No plano extra-regional, as negociações para um acordo birregional entre o Mercosul e a União Europeia, embora tenham avançado, enfrentaram grandes resistências antes de sua conclusão, evidenciando as dificuldades de promover uma agenda comercial em tempos de crescentes protecionismos internacionais. O processo de negociação foi marcado por divergências significativas, incluindo barreiras tarifárias e exigências regulatórias ambientais, que refletem a complexidade de alinhar interesses econômicos distintos entre os blocos.
Esse acordo é visto como um esforço estratégico tanto da União Europeia quanto do Brasil para reforçarem suas posições e relevâncias, em um contexto de disputa econômica e política crescente entre os Estados Unidos e a China. No entanto, as resistências encontradas ao longo das negociações sublinham a necessidade de maior engajamento diplomático, não apenas para superar desentendimentos, mas também para consolidar o papel do Brasil e do Mercosul como parceiros confiáveis e influentes em uma ordem econômica marcada por desafios estruturais e competições estratégicas.

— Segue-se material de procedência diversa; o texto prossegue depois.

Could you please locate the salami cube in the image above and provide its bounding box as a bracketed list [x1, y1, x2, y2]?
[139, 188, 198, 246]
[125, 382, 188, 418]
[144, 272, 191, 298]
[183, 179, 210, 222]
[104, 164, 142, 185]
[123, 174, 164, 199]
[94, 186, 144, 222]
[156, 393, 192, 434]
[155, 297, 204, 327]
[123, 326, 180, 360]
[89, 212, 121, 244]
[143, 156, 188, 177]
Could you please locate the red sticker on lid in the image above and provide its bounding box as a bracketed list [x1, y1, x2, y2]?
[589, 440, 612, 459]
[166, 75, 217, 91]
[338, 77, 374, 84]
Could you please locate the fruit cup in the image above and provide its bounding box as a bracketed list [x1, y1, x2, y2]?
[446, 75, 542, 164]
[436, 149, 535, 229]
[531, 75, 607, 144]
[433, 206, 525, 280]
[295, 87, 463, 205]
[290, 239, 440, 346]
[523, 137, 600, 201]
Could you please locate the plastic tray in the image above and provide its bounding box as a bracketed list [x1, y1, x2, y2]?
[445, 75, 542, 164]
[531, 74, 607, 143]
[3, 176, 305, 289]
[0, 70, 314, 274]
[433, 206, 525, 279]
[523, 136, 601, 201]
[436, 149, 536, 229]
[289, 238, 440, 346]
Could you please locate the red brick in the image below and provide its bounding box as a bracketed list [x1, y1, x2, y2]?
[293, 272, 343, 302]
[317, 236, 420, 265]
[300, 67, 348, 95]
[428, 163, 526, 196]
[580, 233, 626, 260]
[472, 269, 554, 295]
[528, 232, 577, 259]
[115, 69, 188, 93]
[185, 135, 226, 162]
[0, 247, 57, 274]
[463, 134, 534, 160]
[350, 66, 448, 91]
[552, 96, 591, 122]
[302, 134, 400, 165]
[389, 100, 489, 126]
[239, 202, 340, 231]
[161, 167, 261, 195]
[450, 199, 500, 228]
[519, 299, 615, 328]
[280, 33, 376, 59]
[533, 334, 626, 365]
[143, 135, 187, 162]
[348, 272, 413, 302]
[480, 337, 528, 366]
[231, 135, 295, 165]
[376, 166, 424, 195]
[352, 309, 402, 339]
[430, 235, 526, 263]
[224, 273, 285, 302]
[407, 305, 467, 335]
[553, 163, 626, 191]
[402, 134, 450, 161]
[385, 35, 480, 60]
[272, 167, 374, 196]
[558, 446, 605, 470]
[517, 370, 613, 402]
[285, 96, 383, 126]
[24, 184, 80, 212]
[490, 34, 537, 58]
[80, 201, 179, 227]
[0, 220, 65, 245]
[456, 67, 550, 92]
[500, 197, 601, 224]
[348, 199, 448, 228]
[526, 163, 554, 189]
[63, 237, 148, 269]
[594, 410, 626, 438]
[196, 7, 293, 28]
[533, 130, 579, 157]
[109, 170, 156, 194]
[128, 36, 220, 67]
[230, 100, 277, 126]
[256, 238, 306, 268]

Esses desafios, embora significativos, também oferecem lições importantes para o governo. A necessidade de fortalecer a capacidade institucional, diversificar os canais de diálogo internacional e promover maior coesão regional destaca-se como prioridade para garantir que o Brasil não apenas mantenha, mas expanda sua relevância no sistema internacional.
Lições a Serem Aprendidas
Embora o Brasil tenha se posicionado como um ator relevante no cenário internacional, em particular pela coincidência da presidência do G20 em 2024, os dois primeiros anos do terceiro mandato de Luiz Inácio Lula da Silva revelam desafios estruturais e conjunturais que limitam o alcance das ambições diplomáticas do governo. Apesar de avanços em áreas específicas, questões importantes permanecem, destacando as dificuldades de traduzir discursos em resultados concretos e evidenciando as lições necessárias para uma atuação internacional mais eficaz.

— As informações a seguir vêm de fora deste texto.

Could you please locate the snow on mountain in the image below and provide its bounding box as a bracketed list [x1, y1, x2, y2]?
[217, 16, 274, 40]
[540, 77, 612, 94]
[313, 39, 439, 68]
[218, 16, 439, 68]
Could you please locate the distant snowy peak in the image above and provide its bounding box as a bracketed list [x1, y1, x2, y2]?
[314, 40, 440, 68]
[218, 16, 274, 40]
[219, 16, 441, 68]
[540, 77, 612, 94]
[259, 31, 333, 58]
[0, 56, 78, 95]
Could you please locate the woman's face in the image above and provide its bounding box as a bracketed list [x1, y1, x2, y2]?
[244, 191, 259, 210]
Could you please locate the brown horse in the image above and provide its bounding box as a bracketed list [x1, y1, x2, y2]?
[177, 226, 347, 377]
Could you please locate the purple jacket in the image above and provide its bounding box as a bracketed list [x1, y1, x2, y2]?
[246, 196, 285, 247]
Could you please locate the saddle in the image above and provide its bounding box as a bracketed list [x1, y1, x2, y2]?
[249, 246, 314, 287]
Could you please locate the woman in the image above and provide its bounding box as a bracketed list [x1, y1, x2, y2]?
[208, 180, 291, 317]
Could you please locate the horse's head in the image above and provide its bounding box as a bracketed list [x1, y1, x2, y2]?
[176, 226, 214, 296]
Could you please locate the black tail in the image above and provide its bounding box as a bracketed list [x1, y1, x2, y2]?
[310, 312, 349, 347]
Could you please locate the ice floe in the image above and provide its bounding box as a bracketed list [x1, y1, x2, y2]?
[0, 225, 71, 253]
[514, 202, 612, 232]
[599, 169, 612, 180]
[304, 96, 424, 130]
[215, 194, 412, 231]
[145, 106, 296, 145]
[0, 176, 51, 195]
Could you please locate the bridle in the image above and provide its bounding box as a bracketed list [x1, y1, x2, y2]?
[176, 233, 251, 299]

A proposta brasileira de ampliar o Conselho de Segurança da ONU, um dos pilares da política externa de Lula, enfrenta resistências históricas de grandes potências como os Estados Unidos, França e Inglaterra, que apesar de no discurso se apresentarem como favoráveis em alguma medida, pouco fizeram/fazem para alterar a dinâmica de poder vigente. Apesar da retórica de inclusão e reforma, a falta de progressos concretos reflete a complexidade de se alinhar interesses divergentes e a ausência de uma estratégia clara para superar esses obstáculos. O Brasil também enfrenta dificuldades em transformar o BRICS em um instrumento prático para avançar suas prioridades, evidenciando as limitações de atuar em coalizões marcadas por interesses heterogêneos.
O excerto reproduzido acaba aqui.